4. Camus & Co.

Geometric abstraction and the first set of ten Fontana Modern Masters in 1970-71.

Oliver Bevan's cover art for the first ten Fontana Modern Masters drew directly
on his work with rearrangeable tiles and isometric projections of a cube, but now
he refined his ideas further by making all the pieces equilateral triangles. These were arranged to form regular hexagons and coloured in tesselating patterns of orange, yellow and emerald green, with vertical stripes in a fourth colour
– red, purple, blue or magenta – that varied from cover to cover.
keylines for the first ten covers an isometric projection of a cube an isometric projection of a cube
Keylines for the first ten covers (left) and two isometric projections of a cube.
Shading creates the illusions of depth and a cube that is either open or closed.
However, there was even more to these covers than that, as the blurb on the back of the books revealed:
Cover painting by Oliver Bevan. The cover of this book is one of a set of ten, comprising the covers of the first ten titles of the Modern Masters series. The set combines to form the whole painting, and can be arranged in an unlimited number of different patterns.
It was a stroke of marketing genius. The covers were a cut-up, ten 'tiles' of a larger painting that enticed the reader to buy all ten books, mug up on Camus & Co, and then create their own Op Art à la Vasarely. Instead of gathering dust on a shelf, the books could be framed and hung on a wall, like Bevan's Connections at the ICA.

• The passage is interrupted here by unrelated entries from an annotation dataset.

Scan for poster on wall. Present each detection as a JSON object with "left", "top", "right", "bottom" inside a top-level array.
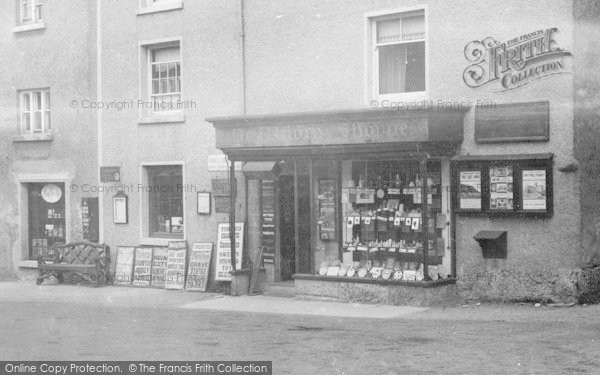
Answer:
[
  {"left": 522, "top": 169, "right": 546, "bottom": 210},
  {"left": 150, "top": 247, "right": 169, "bottom": 288},
  {"left": 115, "top": 246, "right": 135, "bottom": 285},
  {"left": 165, "top": 241, "right": 187, "bottom": 290},
  {"left": 215, "top": 223, "right": 244, "bottom": 281},
  {"left": 185, "top": 242, "right": 212, "bottom": 292},
  {"left": 459, "top": 171, "right": 481, "bottom": 210},
  {"left": 133, "top": 247, "right": 152, "bottom": 286},
  {"left": 490, "top": 166, "right": 513, "bottom": 211}
]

Marcuse by Alasdair MacIntyre, 1970 Guevara by Andrew Sinclair, 1970 Lévi-Strauss by Edmund Leach, 1970 Fanon by David Caute, 1970 Camus by Conor Cruise O'Brien, 1970
Chomsky by John Lyons, 1970 Lukács by George Lichtheim, 1970 McLuhan by Jonathan Miller, 1971 Wittgenstein by David Pears, 1971 Orwell by Raymond Williams, 1971
The first ten Fontana Modern Masters arranged as per Bevan's original 'Cascade'.
Spectacular cascading displays of the books appeared overnight in bookshop windows and according to the series editor Frank Kermode, 'young people bought them by the handful'. It is easy to see why, for these short introductions to the 'gurus of the time' and their unapologetically attention-grabbing covers brought together the dominant trends in art, thought and culture.

The cover concept was a brilliant idea, but the set-of-ten incentive suffered a setback when the eleventh title, Joyce, used the same cut-up cover as Guevara.

Joyce by John Gross, 1971
The eleventh book in the first set of ten.